This picture taken on January 9, 2014 shows burned furniture and motorcycles being loaded onto a police truck after a riot by workers at the site of construction of a Samsung factory in northern province of Thai Nguyen
Vietnamese police said on Friday they had launched an investigation into a riot at a multi-billion dollar Samsung factory that left 13 people injured, four critically.
Violence broke out between security guards and local construction workers early on Thursday in northern Thai Nguyen province where the South Korean electronics giant is building a $3.2 billion high-tech complex.
"We have opened an investigation into the regrettable disorder in which 11 factory guards and two policemen were injured," Nguyen Nhu Tuan, director of the provincial police, told AFP.
"This is a serious matter because some workers even attacked and injured local policemen who were brought in," he said, adding that it took about four hours to restore order.
According to reports in state-run media, the violence was sparked when a worker, who had arrived late, was beaten by security guards when he tried to enter the site.

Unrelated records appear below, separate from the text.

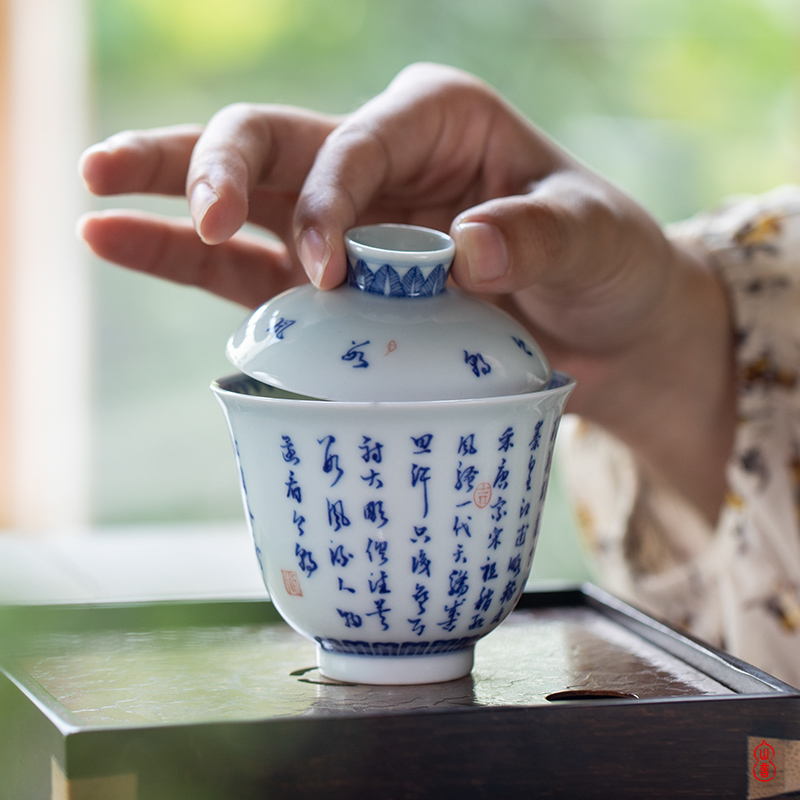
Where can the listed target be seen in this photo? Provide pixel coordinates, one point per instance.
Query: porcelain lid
(393, 332)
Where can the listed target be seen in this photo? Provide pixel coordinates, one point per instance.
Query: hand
(606, 294)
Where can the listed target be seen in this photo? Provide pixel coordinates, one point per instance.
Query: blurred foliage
(679, 101)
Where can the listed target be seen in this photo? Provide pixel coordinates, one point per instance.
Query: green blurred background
(681, 102)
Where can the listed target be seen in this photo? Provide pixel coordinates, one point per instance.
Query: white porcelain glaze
(394, 534)
(394, 332)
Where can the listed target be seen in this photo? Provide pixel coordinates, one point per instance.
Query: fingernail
(203, 197)
(485, 250)
(314, 252)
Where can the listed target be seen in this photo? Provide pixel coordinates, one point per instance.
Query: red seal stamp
(764, 769)
(291, 583)
(482, 495)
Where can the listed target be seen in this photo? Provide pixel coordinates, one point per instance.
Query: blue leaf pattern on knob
(387, 281)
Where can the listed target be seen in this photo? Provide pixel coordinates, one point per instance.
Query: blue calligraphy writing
(337, 519)
(422, 443)
(351, 620)
(289, 453)
(305, 560)
(378, 550)
(330, 463)
(477, 363)
(356, 355)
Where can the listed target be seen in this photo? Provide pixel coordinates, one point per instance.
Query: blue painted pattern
(387, 281)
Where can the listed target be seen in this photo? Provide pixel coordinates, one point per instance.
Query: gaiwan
(393, 439)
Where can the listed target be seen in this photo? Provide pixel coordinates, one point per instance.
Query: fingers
(436, 141)
(246, 269)
(153, 162)
(243, 148)
(572, 250)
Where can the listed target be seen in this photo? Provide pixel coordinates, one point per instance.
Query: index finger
(150, 161)
(245, 146)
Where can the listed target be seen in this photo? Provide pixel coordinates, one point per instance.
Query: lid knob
(398, 260)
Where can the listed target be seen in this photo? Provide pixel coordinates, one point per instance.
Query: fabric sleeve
(737, 585)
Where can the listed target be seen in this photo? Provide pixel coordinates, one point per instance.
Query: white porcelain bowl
(393, 534)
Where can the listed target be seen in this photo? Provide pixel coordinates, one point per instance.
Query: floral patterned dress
(736, 586)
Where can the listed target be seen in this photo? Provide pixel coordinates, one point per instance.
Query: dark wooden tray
(576, 695)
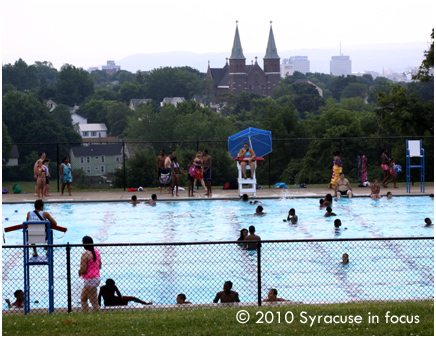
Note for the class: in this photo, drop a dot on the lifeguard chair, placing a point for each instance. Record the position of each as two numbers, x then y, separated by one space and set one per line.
37 232
414 149
252 182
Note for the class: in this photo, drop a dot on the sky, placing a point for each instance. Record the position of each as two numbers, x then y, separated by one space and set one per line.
87 33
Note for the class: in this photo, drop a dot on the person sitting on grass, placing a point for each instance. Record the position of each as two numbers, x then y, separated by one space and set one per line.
227 296
272 297
153 200
292 217
134 200
181 299
108 293
329 212
259 211
19 301
321 203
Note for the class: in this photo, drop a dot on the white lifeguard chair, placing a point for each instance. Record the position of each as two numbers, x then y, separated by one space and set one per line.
252 182
414 149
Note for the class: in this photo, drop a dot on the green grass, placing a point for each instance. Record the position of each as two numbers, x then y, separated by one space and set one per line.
222 321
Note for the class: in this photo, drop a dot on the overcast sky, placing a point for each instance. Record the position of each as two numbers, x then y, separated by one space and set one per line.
87 33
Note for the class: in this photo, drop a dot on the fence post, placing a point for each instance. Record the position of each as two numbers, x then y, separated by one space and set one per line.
259 294
68 248
58 165
124 166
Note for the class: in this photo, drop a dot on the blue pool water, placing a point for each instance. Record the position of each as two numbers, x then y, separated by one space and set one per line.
307 272
195 221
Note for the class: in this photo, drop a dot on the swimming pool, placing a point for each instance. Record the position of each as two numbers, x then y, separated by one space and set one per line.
301 271
194 221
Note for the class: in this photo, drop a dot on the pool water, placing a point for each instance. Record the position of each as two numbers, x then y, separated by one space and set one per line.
307 272
197 221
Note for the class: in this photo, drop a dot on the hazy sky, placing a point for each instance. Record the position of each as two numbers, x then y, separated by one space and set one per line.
87 33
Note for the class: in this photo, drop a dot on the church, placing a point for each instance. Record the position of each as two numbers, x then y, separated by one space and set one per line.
236 76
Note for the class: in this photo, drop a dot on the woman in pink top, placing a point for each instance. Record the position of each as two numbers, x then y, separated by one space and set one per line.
90 265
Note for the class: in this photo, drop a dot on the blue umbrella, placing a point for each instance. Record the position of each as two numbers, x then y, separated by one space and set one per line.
259 140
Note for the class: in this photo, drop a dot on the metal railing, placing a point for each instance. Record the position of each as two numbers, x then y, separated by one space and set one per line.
302 271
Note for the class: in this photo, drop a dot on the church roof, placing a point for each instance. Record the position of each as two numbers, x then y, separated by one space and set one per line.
237 47
220 75
271 50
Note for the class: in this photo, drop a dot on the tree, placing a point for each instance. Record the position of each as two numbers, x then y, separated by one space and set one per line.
46 73
30 121
354 90
6 144
405 114
62 115
20 75
427 64
73 85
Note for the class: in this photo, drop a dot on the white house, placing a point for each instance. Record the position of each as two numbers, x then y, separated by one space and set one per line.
91 130
173 100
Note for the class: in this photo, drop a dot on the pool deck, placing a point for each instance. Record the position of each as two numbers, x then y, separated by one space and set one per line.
117 196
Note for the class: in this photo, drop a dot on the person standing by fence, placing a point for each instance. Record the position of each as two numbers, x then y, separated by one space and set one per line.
90 265
66 177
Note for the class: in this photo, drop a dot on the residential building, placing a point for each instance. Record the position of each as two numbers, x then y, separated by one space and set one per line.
111 67
340 65
136 102
236 76
91 130
172 100
295 64
97 159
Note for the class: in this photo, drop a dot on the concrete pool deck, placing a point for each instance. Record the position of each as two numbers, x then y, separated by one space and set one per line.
116 196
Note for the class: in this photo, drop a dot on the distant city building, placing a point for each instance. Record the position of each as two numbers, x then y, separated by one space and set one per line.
111 67
295 64
236 76
340 65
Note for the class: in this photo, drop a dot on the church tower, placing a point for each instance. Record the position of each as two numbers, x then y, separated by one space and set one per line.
237 73
271 64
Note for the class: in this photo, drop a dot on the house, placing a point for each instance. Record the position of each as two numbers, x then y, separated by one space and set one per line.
13 159
51 104
91 130
318 88
172 100
136 102
97 159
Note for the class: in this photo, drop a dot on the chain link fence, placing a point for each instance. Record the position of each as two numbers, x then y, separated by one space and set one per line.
301 271
133 164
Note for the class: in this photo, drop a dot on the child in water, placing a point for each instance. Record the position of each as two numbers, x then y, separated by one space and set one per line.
292 216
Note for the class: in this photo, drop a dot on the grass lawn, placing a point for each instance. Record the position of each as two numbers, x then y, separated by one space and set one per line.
222 321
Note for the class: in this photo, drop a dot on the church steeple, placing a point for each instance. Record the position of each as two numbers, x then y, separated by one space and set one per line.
237 47
271 50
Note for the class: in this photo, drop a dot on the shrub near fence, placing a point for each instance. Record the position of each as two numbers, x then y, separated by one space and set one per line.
308 271
293 161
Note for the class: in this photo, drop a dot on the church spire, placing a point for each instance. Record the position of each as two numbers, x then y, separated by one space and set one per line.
237 47
271 50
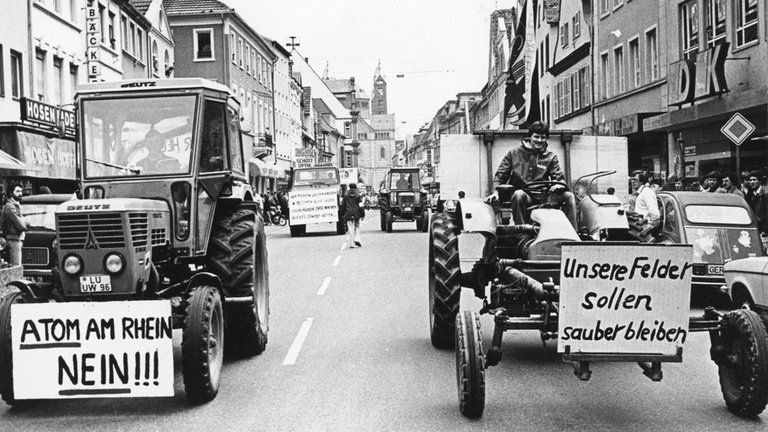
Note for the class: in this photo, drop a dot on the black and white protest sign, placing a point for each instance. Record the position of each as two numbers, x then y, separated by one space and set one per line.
624 299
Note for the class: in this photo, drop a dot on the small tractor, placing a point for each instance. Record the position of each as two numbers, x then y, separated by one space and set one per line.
402 198
167 215
519 277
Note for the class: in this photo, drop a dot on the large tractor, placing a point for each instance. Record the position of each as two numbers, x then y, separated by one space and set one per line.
519 278
167 214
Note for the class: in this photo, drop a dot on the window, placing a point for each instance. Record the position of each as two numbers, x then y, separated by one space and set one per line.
203 41
58 76
39 74
651 56
604 82
689 28
634 63
746 22
564 35
714 19
576 25
618 69
17 75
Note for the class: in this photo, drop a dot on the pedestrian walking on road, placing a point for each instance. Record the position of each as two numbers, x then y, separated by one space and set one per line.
13 224
353 213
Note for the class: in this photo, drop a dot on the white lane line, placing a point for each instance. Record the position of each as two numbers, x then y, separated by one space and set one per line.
293 352
324 286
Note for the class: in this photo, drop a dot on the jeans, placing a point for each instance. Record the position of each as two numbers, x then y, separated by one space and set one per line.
353 226
521 201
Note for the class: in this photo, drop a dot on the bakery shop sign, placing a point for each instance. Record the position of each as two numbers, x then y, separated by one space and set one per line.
693 80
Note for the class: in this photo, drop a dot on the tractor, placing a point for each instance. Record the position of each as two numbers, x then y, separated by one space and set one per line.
167 215
401 198
519 278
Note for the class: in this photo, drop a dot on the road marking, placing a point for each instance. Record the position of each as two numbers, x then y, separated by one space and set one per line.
293 352
324 286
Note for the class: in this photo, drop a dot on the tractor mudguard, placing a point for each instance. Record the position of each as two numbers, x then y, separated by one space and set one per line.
474 215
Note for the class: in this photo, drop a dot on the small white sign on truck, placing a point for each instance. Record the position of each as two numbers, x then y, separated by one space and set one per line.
94 349
624 298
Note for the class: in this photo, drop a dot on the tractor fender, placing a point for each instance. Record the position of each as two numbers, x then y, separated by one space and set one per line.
207 279
31 289
474 215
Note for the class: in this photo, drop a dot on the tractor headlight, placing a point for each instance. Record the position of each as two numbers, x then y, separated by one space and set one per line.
73 264
114 263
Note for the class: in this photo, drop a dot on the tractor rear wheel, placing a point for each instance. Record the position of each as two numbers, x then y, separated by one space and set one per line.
202 344
238 255
744 376
444 281
470 364
6 355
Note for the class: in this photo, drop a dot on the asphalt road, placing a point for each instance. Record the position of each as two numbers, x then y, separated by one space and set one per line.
349 350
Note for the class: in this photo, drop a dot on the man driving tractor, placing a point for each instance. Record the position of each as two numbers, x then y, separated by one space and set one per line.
532 162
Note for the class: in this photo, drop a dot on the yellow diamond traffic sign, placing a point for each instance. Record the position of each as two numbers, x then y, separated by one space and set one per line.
737 129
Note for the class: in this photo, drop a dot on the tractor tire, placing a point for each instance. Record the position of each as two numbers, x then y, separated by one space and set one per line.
744 380
470 365
298 230
444 281
6 355
202 344
238 255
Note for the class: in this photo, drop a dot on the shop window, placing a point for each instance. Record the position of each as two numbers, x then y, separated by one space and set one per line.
746 22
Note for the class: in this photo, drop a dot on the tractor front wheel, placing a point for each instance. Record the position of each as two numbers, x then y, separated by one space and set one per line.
202 344
470 364
744 372
444 281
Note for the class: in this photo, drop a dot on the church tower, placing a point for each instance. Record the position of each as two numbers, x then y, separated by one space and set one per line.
379 98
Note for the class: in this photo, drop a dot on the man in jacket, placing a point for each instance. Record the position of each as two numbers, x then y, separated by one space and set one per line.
353 213
528 163
13 224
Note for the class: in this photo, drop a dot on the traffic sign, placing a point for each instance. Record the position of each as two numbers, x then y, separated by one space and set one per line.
737 129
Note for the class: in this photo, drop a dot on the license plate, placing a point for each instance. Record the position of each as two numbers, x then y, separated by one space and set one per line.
714 269
95 283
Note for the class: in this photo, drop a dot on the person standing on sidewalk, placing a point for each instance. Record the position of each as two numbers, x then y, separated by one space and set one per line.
353 213
13 224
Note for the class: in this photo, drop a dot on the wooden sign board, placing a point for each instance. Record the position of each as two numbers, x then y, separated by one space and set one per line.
624 298
94 349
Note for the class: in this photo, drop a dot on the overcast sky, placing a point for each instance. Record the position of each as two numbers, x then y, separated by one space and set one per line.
410 37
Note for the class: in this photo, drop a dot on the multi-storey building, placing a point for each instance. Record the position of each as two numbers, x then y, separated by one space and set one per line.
214 42
716 55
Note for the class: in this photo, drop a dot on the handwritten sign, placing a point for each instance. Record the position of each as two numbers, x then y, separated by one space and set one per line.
314 205
624 299
95 349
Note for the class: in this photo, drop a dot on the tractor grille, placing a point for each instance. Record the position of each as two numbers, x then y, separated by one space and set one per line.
97 230
158 236
34 256
139 229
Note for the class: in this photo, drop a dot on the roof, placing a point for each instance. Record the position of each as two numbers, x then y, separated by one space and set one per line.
141 5
185 7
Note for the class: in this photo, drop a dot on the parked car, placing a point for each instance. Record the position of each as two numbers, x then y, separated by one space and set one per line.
38 253
747 284
720 227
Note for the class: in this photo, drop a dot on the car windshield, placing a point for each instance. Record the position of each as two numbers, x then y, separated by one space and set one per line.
138 136
40 215
714 214
404 181
315 176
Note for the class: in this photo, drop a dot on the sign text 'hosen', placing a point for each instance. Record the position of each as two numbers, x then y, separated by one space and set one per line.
624 298
94 349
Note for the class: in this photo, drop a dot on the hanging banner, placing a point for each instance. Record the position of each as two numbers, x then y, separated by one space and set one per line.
92 349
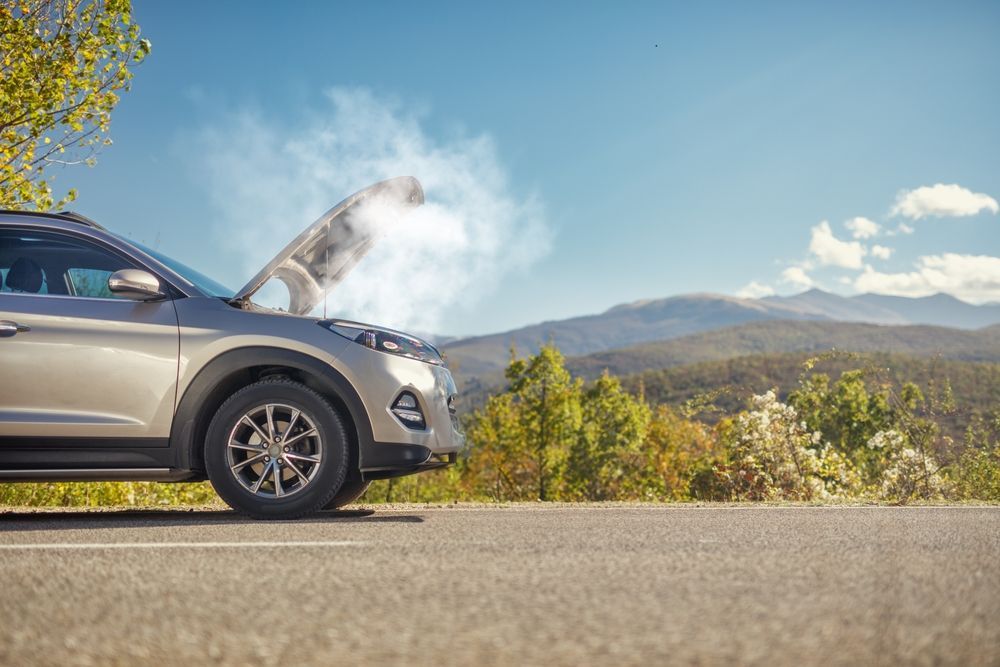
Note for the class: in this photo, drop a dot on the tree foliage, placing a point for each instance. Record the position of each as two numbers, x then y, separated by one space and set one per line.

Hundreds of other workers then hurled bricks and rocks at the guards before setting fire to containers being used as offices and dozens of motorbikes.
Videos of the violence posted on YouTube, which AFP was unable to verify, showed huge plumes of smoke rising over the factory complex.
Samsung said in a statement that there had been "a brief altercation" at its site in Thai Nguyen but said "the construction work in the area was not affected".
"We will do our utmost to prevent any such incidents from recurring in the future," the company said in a statement posted on its official blog.
Construction began last year on the plant, which will assemble cell phones, tablets and microprocessors, state-run Thanh Nien reported.
Samsung Electronics already has a $2.5 billion facility in the northern Bac Ninh Province's Yen Phong Industrial Zone, which makes mobile phones and tablets.
Violent labour disputes are uncommon in authoritarian Vietnam where the communist government is attempting to attract more high-tech manufacturing, in a bid to move away from traditional exports of garments and low-end agricultural products.
A number of tech firms, including Samsung, Intel and Nokia, have set up manufacturing bases in Vietnam, which has far lower labour costs than neighbouring China, with a minimum wage of between $90 and $130 a month.